La jurisprudencia de la Corte Interamericana, nos recuerda el CELE, ayuda a entender que el discurso “sobre” y “de” los políticos es de interés público porque busca proteger a quienes efectúan críticas a los poderosos, liberándolos de amenazas con acciones por daños, pero además se soporta en la idea de que la crítica pública da la capacidad de conocer e informarse sobre las ideas de las personas en cargos públicos o con aspiraciones políticas, y son esas personas las que responden por su actuar.

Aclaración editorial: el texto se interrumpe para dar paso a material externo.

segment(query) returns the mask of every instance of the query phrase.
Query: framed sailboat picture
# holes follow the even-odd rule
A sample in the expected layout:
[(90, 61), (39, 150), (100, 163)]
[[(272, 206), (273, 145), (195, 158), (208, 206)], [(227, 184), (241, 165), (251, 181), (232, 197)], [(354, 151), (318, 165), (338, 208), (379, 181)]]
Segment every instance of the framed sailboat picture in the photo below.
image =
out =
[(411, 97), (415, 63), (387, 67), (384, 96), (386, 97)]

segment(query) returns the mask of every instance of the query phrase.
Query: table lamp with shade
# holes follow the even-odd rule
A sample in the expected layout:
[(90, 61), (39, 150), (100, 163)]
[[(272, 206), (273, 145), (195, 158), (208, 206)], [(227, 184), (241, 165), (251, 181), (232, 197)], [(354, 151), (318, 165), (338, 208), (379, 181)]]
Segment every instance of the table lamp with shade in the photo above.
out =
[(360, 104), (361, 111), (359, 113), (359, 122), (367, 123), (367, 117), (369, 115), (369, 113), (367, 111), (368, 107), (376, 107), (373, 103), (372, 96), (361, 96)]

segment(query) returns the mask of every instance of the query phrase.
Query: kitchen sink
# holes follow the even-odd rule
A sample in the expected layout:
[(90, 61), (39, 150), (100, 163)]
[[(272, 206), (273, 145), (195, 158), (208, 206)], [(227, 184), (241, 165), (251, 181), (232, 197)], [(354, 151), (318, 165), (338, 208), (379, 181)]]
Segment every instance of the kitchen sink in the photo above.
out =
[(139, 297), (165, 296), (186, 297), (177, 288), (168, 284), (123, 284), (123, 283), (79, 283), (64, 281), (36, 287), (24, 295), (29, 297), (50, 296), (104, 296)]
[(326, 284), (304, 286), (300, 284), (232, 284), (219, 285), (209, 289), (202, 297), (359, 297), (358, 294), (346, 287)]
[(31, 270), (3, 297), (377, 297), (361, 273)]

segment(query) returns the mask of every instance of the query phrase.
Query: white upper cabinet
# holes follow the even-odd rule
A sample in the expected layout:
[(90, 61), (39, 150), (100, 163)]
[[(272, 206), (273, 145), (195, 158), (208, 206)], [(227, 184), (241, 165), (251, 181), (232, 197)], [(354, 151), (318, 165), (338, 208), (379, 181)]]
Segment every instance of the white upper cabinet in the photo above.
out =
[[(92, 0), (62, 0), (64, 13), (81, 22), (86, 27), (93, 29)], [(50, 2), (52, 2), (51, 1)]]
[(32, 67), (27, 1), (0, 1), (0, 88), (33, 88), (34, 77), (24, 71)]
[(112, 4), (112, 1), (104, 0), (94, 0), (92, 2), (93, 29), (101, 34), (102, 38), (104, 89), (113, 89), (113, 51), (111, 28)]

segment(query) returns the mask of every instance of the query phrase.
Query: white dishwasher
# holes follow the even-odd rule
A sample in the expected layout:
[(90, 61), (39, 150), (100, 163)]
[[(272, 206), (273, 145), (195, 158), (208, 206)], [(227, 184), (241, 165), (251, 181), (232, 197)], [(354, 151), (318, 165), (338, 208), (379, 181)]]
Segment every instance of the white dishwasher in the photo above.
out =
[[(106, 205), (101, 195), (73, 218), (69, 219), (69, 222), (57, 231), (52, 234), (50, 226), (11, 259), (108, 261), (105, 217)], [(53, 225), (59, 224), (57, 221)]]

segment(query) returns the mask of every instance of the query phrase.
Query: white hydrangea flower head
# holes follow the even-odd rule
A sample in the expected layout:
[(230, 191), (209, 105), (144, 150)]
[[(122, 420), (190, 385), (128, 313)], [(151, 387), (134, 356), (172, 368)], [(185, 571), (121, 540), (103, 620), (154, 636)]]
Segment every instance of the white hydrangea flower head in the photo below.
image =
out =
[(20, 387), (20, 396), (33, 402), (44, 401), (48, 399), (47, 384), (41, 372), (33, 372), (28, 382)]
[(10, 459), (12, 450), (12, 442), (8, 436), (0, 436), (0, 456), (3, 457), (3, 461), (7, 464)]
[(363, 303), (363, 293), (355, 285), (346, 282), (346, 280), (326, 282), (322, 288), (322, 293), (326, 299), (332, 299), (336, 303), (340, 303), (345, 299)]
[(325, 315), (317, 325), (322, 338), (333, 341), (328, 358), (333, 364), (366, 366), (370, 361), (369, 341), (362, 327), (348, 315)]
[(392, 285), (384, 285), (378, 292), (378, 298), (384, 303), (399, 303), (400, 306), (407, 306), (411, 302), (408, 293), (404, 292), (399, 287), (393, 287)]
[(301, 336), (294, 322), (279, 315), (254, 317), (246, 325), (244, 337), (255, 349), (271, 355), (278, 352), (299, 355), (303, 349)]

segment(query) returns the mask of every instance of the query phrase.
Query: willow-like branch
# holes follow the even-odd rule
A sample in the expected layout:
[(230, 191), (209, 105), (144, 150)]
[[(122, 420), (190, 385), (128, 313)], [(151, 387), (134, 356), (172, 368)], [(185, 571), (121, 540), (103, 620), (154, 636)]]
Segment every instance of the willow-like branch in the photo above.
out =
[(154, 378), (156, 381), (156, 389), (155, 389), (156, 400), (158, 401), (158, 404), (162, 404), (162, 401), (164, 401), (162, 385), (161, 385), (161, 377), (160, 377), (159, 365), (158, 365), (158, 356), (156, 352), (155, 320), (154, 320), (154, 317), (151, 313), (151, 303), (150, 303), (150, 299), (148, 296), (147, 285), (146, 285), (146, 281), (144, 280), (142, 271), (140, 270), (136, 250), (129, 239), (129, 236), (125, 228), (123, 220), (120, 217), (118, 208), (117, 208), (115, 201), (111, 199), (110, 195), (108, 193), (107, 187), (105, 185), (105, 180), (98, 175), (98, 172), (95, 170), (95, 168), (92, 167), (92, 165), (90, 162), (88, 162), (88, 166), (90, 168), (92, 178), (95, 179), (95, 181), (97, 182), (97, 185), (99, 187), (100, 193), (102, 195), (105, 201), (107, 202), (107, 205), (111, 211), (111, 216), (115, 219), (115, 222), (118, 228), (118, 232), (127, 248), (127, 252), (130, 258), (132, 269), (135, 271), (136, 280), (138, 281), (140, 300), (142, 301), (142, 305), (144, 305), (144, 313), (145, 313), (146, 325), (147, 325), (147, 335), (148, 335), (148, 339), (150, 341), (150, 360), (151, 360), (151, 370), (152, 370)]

¿Cuál es el problema? ¿El problema es que en las redes sociales aparezca lo que piensa el presidente candidato o que en un país como EE. UU. un mentiroso autoritario sea el presidente y tenga el apoyo de la mitad de los votantes? Todas las elecciones desde que las redes sociales son protagonistas han enfrentado esa pregunta y no se ha podido demostrar que las mentiras que circulan en estas redes tengan el poder de cambiar masivamente el voto. Lo que sabemos es que son un potente instrumento de comunicación para las campañas —que las usan para bien y para mal— y que existe gran preocupación e investigación sobre los efectos de la desinformación para la democracia en forma más estructural —sobre cómo afectan el ecosistema de información—. Aun así, no puedo evitar pensar que en lugar de analizar la crisis política mundial estamos discutiendo cómo hacemos para que no se note.
Por eso, aunque haya quienes reclamen que las redes sociales no fueron noticia el 3 de noviembre porque la presión fue efectiva en la contención de la desinformación, es una afirmación que es difícil de probar. Hubo tantos cambios en las regulaciones que no es posible contrastar y tener indicadores; de hecho, esto es cierto para la moderación de contenidos en general, donde la falta de transparencia y criterios uniformes no permite evaluar. En cambio, es posible que de seguir esa ruta perdamos la facultad de desmentir los mensajes de las campañas políticas, no podremos criticarlas públicamente porque para eso necesitaríamos conocer los mensajes y los que no sean políticamente correctos tenderán a desaparecer. Pensemos: ¿si no fuera Trump, estaríamos de acuerdo en evitar que un candidato ventile dudas sobre fraude electoral?
Les dejo unas preguntas para hacernos tras las elecciones en EE. UU.: ¿es el temor el que debe guiar el desplazamiento de las líneas rojas que protegen los discursos políticos, nuestro derecho a informarnos y a conocer durante las elecciones a quienes quieren dirigirnos? ¿O son las reglas del proceso electoral las que deben garantizar que esto suceda favoreciendo más información, no menos? ¿Cómo queremos que sean en el futuro las redes sociales como espacio de debate político? Estamos en un estadio muy temprano para conocer el impacto real de las redes, está claro que no sabemos qué hacer y la cancha está cambiando, pero mientras lo pensamos vale la pena mantener un ojo en el tema de libertad de expresión y pensar en cómo podemos protegerla.